Polo dan semua orang yang mendengar mendesah pelan. Mereka tak menyangka jika Marco akan semarah itu.

"Bagaimana jika kita tetap ke Miami? Bila kita gagal dan tak menemukan petunjuk apapun, kita pergi ke Utara. Bagaimana?" tanya Irina mencoba memberikan solusi.

Semua orang terdiam terlihat memikirkan ucapan dari gadis yang baru ditemui mereka hari itu.

"Oke. Aku setuju. Setidaknya kita memiliki plan B dari misi kali ini," sahut Marco semangat.

"Seriously, Marco? Apa kau ingat jalan ke sana?" tanya Polo terheran-heran.

"Kita menaiki helikopter, Brother. Sepertinya kau perlu kurendam dalam teluk agar otakmu kembali jernih. Kau terlalu sibuk menyelamatkan dunia hingga mengabaikan kewarasanmu," sahut Marco santai menunjuk saudara kembarnya.

"Aku? Aku tak waras? Oh, oke! Ya, kau benar. Aku tak waras karena akulah satu-satunya orang yang tahu bagaimana cara memasak, membersihkan ruangan dan mencuci tangan sebelum makan," tegas Polo terlihat kesal sembari berdiri dan ikut bertolak pinggang.

"Hem, aku menyukai kejujuranmu, Brother. Ya, akuilah kesalahanmu. Kau akan tumbuh menjadi manusia yang bijaksana," sahut Marco berwajah lugu.

Polo menggaruk kepala dan memilih menjauh dari Marco yang membuatnya seperti orang gila.

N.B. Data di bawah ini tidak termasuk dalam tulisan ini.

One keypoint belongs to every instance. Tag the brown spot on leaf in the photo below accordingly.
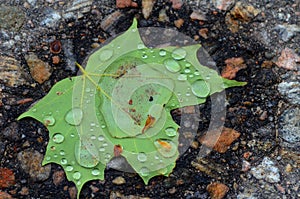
(222, 143)
(149, 123)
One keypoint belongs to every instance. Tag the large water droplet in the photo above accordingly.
(170, 131)
(179, 53)
(144, 171)
(69, 168)
(172, 65)
(77, 175)
(182, 77)
(86, 157)
(166, 148)
(95, 172)
(74, 116)
(142, 157)
(162, 52)
(58, 138)
(106, 54)
(49, 120)
(200, 88)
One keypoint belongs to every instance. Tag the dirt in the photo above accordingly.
(253, 110)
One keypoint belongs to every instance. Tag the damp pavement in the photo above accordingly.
(253, 41)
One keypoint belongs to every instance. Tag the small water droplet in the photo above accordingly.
(182, 77)
(141, 46)
(87, 90)
(74, 116)
(166, 148)
(106, 54)
(95, 172)
(144, 171)
(49, 120)
(172, 65)
(200, 88)
(179, 53)
(58, 138)
(93, 137)
(162, 52)
(77, 175)
(142, 157)
(69, 168)
(64, 161)
(101, 138)
(48, 158)
(170, 131)
(187, 70)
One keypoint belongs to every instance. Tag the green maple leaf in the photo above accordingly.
(120, 106)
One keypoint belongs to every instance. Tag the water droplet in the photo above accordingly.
(62, 152)
(101, 138)
(74, 116)
(172, 65)
(162, 52)
(95, 172)
(182, 77)
(179, 53)
(200, 88)
(142, 157)
(49, 120)
(101, 149)
(196, 73)
(170, 131)
(58, 138)
(93, 137)
(166, 148)
(48, 158)
(106, 54)
(64, 161)
(77, 175)
(69, 168)
(86, 157)
(144, 171)
(141, 46)
(187, 70)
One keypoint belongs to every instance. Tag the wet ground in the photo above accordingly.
(262, 163)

"Aku ikut," sahut Chen si wajah Asia dan diangguki oleh semua orang yang sepakat dengannya.

Marco yang mendengar ucapan dari anggota timnya bertolak pinggang seraya mengangguk-angguk meski masih memasang wajah kesal.

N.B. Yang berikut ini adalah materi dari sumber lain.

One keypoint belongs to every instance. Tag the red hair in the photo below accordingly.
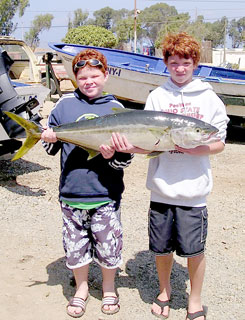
(183, 45)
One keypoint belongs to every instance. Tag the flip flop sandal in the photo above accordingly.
(194, 315)
(161, 304)
(77, 303)
(110, 301)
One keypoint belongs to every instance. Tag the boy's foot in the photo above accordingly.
(110, 304)
(77, 306)
(199, 315)
(160, 308)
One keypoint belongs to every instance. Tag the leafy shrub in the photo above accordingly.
(91, 36)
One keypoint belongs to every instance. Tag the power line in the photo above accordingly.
(184, 1)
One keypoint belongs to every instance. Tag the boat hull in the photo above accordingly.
(134, 76)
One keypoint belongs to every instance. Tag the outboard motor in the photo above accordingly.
(11, 101)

"Aku maafkan sikap egois kalian semua. Berterima kasihlah pada Irina karena memberikan ide cemerlang. Berani berkhianat, aku tak segan melemparkan siapapun dari atas helikopter," ucap Marco mengancam dan semua orang menghembuskan nafas panjang seraya mengangguk paham meski tertekan.